A compact differential gravimeter at the quantum projection noise limit

TL;DR

This paper introduces a compact, transportable quantum gravimeter capable of precise measurements of gravitational acceleration and its gradient, achieving quantum projection noise limits and long-term stability, with promising applications in geophysics and navigation.

Contribution

The development of a portable quantum gravimeter that simultaneously measures gravity and its gradient at quantum noise limits, enhancing stability and potential applications.

Findings

Sensitivity to g is comparable to top industrial gravimeters.

Sensitivity to gravity gradient reaches quantum projection noise limit.

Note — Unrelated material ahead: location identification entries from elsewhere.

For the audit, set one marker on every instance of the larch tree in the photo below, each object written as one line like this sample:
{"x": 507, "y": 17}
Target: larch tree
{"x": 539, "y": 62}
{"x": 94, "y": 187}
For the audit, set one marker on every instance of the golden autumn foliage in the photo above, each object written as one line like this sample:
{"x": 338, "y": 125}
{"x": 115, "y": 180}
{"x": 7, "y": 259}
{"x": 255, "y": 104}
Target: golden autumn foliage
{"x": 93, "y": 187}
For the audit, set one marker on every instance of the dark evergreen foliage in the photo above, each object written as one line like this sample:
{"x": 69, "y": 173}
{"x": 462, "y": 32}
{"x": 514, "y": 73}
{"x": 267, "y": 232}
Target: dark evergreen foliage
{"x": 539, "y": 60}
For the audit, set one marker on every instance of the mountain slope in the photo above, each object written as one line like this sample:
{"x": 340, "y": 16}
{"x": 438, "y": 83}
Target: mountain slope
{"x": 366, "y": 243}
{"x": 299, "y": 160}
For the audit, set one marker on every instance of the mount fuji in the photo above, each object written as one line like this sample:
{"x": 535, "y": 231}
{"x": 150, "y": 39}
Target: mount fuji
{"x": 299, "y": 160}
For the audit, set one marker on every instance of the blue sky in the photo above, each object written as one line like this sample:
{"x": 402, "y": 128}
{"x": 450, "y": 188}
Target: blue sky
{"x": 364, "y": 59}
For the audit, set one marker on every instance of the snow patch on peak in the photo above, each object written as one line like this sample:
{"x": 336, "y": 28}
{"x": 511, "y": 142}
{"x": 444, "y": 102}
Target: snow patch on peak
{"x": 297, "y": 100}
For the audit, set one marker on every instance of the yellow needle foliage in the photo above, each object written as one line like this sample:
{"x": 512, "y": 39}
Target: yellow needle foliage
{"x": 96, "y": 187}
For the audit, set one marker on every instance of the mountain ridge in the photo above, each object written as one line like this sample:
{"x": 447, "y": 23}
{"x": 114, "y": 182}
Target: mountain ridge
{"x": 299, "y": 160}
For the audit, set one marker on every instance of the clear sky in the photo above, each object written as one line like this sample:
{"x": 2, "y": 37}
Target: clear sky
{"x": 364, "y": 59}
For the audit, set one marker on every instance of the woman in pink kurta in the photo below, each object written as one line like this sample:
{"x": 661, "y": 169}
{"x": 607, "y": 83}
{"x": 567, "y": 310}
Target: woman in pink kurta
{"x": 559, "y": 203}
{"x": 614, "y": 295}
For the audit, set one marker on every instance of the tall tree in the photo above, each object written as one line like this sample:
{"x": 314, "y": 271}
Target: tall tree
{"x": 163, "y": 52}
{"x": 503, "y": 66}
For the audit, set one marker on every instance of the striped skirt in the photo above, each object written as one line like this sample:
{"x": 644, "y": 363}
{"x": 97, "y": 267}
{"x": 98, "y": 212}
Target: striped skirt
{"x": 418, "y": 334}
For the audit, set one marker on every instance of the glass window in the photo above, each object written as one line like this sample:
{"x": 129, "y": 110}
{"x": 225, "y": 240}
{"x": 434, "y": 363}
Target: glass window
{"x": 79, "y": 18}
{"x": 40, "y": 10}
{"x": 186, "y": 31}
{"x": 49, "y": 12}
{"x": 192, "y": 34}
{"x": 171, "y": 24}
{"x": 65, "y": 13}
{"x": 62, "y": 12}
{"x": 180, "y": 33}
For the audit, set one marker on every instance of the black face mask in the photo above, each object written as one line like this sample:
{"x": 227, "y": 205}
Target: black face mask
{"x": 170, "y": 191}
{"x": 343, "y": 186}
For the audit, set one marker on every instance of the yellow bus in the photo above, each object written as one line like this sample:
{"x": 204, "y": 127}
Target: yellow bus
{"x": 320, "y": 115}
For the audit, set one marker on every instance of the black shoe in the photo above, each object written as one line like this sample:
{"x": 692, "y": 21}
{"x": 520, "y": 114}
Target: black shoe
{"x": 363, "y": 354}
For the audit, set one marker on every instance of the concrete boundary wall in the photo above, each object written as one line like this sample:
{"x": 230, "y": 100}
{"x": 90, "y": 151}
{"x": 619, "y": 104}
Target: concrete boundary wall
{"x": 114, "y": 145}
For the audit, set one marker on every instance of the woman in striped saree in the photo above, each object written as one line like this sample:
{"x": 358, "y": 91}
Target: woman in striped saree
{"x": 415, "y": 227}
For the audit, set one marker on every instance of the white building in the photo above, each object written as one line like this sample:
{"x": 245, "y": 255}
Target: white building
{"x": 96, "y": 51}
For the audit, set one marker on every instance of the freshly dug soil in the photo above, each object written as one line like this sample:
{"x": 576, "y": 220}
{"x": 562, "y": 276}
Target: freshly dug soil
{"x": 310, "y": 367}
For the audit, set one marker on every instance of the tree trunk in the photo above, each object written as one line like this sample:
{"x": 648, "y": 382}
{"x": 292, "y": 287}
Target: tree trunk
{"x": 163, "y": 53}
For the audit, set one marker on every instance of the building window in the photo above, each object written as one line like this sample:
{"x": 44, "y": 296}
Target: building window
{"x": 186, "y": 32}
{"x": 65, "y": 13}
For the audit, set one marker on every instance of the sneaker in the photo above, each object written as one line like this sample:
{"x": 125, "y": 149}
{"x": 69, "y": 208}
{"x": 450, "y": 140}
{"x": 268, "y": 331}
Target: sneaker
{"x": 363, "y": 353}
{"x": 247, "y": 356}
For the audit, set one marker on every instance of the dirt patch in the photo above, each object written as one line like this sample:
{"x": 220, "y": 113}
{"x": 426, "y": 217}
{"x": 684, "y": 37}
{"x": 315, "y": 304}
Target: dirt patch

Achieves long-term stability of 0.1 E.

Abstract

Atom interferometry offers new perspectives for geophysics and inertial sensing. We present the industrial prototype of a new type of quantum-based instrument: a compact, transportable, differential quantum gravimeter capable of measuring simultaneously the absolute values of both gravitational acceleration, $g$, and its vertical gradient, $\Gamma_{zz}$. While the sensitivity to g is competitive with the best industrial gravimeters, the sensitivity on $\Gamma_{zz}$ reaches the limit set by quantum projection noise-leading to an unprecedented long-term stability of 0.1 E ($1E=1\times 10^{-9}s^{-2}$). This unique, dual-purpose instrument, paves the way for new applications in geophysics, civil engineering, and gravity-aided navigation, where accurate mapping of the gravitational field plays an important role.